Anaxis lifted his spear up over his shoulder, aimed it as best he could, and then hurled it. It struck the ground far in front of the cannar decoy, then bounced and rolled.
Balta roared, along with the group behind him.
“Wonderful!” he crowed. “Wow, you’re really going to help the village with a throw like that!”
“He missed it by so far!” another of the bullies said.
“Come on, Anaxis, give it another go,” urged his mother.
“Yeah, Anax, don’t let them laugh at you,” called his sister.
“I can’t do it, okay?” Anaxis called back. “There’s no use.”
“That’s right, he’s useless,” Balta laughed. “Sorry you have such a disappointing son!”
“Oh shut up, you clod,” Jora scolded Balta. “Come on, Anax, you can do better than that, I’ve seen you.”
“Mom, I can’t,” Anaxis protested.
“Give it another try, Anaxis,” his mother insisted. “Come on.”
Anaxis stomped over to his fallen spear, took it back to the throwing line, aimed, and hurled it again. He came nearer the decoy now, but not nearly enough. His spear hit the ground and bounced up and over it, where it hit another villager in the leg.
“You’re not supposed to hit me, kid,” the man shouted. He picked up the spear and tossed it back to Anaxis, who tried to grab it and missed.
Balta was crying he was laughing so hard. “Oh, please, please do it again! I haven’t laughed this hard in weeks!”
“Why don’t you have a look in a reflecting plate, you’ll laugh your head off,” Caraxis said, crossing to his brother. He picked up the fallen spear and aimed. “Watch, Anaxis. Follow through with your hand, watch how I do it.”
The spear flew evenly over the sand and stuck firmly into the side of the decoy.
“I’ve watched, Caraxis. I try. I really do,” Anaxis said. “I completely understand how it’s supposed to work, it’s just, my arms won’t do what I tell them to do. I’m just not made for this sort of thing.”
“You don’t practice as much as you should,” Caraxis said.
“It’s hard when everyone laughs at you all the time,” Anaxis said.

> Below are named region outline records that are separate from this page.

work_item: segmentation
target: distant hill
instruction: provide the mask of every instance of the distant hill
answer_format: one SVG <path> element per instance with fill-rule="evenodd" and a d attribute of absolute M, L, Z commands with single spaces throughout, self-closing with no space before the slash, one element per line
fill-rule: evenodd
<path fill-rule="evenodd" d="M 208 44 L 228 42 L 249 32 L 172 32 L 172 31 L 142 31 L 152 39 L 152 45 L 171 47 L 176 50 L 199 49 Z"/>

“I know,” said Caraxis. “We’ll give it some practice at home, how’s that?”
“Mom insists I come down here.”
“Only because she cares about you.”
“If she cared about me, she wouldn’t humiliate me like this.”
“Sorry, Anax. Come on, let’s give it another try.”
“I promise you, it’ll do nothing.”
“No, practicing works. Trust me. It’s proven. Practicing at something makes you better. But you have to want to get better. Don’t count yourself out, okay?”
“I guess I really just don’t care if I’m good at hunting,” Anaxis said. “If you want the truth.”
“Well, you gotta eat,” Caraxis said. “So, come on. Let’s give it another try.”